The EU has reached a provisional agreement to launch a European Single Access Point (ESAP) as part of the Capital Markets Union action plan to provide financial and sustainability-related information about EU companies and investment products in one place. The centralised digital platform will store sustainability-related information reported by European companies under EU regulations, but will not require any additional reporting.
The platform will be developed in three phases. From mid-2027, it will include information disclosed according to the short-selling regulation, prospectus regulation and transparency directive. Phase two in January 2028 will see the ESAP incorporate information related to SFDR, credit rating agencies regulations and benchmark regulation. From January 2030, in its final phase, the ESAP should include information from around 20 additional pieces of legislation, including the capital requirements regulation, the markets in financial instruments regulation and the EU green bonds regulation.
The Monetary Authority of Singapore has announced plans to launch a consultation on the inclusion of managed phase-out of coal-fired power plans in its green taxonomy. The central bank’s chief sustainability officer Gillian Tan was reported saying that the consultation on its draft proposals will be launched in the next few weeks. The move comes in response to the third green taxonomy consultation, which was launched in February. The taxonomy was originally due to be published in the first half of this year.
New Zealand’s Financial Markets Authority (FMA) has announced plans to release four new pieces of guidance covering monitoring, third-party providers, record-keeping and scenario analysis in June and July. In a meeting with industry participants last week, FMA’s manager of climate-related disclosures, Jenika Phipps, outlined the requirements that will fall under the regulator’s new climate-related disclosures regime. As the first climate statements are published in 2024, the FMA will support climate reporting entities but will also take enforcement action where they fail to produce a climate statement or where information is false or misleading.
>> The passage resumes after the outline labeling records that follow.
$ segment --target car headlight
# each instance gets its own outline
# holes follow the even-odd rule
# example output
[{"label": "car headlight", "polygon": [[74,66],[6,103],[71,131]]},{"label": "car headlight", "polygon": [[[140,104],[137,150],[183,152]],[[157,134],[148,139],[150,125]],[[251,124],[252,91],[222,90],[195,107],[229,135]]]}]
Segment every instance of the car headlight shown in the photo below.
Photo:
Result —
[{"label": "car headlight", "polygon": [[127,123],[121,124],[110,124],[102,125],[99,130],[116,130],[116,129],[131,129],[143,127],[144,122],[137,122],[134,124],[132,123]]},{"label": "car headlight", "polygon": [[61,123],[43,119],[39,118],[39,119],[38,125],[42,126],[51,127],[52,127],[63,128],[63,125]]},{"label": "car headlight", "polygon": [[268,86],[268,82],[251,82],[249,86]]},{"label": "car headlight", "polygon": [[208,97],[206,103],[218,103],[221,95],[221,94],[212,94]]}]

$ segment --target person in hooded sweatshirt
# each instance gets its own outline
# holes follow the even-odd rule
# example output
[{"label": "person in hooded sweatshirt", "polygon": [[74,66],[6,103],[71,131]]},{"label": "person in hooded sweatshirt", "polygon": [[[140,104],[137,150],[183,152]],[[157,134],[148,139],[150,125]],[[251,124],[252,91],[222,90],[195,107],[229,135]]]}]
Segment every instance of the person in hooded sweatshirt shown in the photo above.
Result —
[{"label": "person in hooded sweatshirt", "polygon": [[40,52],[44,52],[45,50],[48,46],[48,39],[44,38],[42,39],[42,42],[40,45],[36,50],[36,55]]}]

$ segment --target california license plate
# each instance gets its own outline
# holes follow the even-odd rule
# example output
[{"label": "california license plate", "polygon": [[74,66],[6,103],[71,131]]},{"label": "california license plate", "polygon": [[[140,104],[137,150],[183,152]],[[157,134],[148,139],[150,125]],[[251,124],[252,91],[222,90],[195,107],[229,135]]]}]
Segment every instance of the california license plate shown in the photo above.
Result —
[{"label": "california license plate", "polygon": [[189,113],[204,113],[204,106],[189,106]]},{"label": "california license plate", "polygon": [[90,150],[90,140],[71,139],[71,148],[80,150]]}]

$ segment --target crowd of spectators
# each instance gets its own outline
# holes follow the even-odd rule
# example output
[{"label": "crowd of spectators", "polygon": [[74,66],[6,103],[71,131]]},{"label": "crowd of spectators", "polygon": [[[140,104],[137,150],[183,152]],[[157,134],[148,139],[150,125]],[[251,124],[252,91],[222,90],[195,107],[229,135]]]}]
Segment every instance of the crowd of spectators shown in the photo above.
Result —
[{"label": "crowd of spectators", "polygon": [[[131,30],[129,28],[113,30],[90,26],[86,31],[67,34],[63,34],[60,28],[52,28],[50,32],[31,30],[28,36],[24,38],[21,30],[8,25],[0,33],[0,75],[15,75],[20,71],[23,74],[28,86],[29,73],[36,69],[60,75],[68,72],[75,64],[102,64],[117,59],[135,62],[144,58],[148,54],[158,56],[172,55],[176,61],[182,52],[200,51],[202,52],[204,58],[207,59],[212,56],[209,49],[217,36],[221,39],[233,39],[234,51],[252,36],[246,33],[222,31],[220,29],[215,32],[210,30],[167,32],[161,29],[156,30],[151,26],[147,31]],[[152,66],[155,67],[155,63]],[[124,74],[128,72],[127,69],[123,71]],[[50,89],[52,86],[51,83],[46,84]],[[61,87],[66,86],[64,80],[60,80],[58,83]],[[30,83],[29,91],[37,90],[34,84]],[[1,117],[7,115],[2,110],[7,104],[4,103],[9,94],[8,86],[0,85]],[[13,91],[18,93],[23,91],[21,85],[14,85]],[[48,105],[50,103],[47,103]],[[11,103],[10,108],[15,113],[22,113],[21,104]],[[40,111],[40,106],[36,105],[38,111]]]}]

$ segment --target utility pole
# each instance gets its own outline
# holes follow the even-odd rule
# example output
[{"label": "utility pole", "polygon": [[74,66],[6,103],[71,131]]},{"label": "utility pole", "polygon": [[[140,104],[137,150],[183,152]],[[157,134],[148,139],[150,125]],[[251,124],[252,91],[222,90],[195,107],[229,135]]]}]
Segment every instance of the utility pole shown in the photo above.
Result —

There are criminal and civil penalties for those who do not comply.
The rush of exits from the Net-Zero Insurance Alliance (NZIA) shows no signs of letting up, with Spanish insurer Mapfre, and Japanese insurer MS & AD Holdings leaving the group in recent days. In a statement, MS & AD Holdings said it was withdrawing its support from the UN-backed group, which is part of the Glasgow Financial Alliance for Net Zero (GFANZ), but would continue its journey to achieving net zero by 2050 with its stakeholders. As of today (Tuesday), NZIA’s website listed 17 insurer members.
Elsewhere in the GFANZ universe, Edmond de Rothschild Asset Management has joined the Net Zero Asset Managers initiative. The manager has also recently joined the Institutional Investors Group on Climate Change.
More than 40 environmental organisations across Central and Eastern Europe have called on Vienna Insurance Group (VIG) to introduce an oil and gas policy, as well as a stronger coal policy. The signatories of the open letter come from Austria, Bosnia and Herzegovina, Croatia, Czech Republic, Estonia, Hungary, Kosovo, Lithuania, Moldova, Poland, Romania, Slovakia and Ukraine. They have asked VIG to immediately stop insuring new and expanded coal, oil and gas projects, to cease insuring any new customers from the fossil fuel sector that are not aligned with a 1.5C pathway, to divest all assets from coil, oil and gas companies which are not aligned with 1.5, and to adopt binding targets in line with 1.5C by July 2023.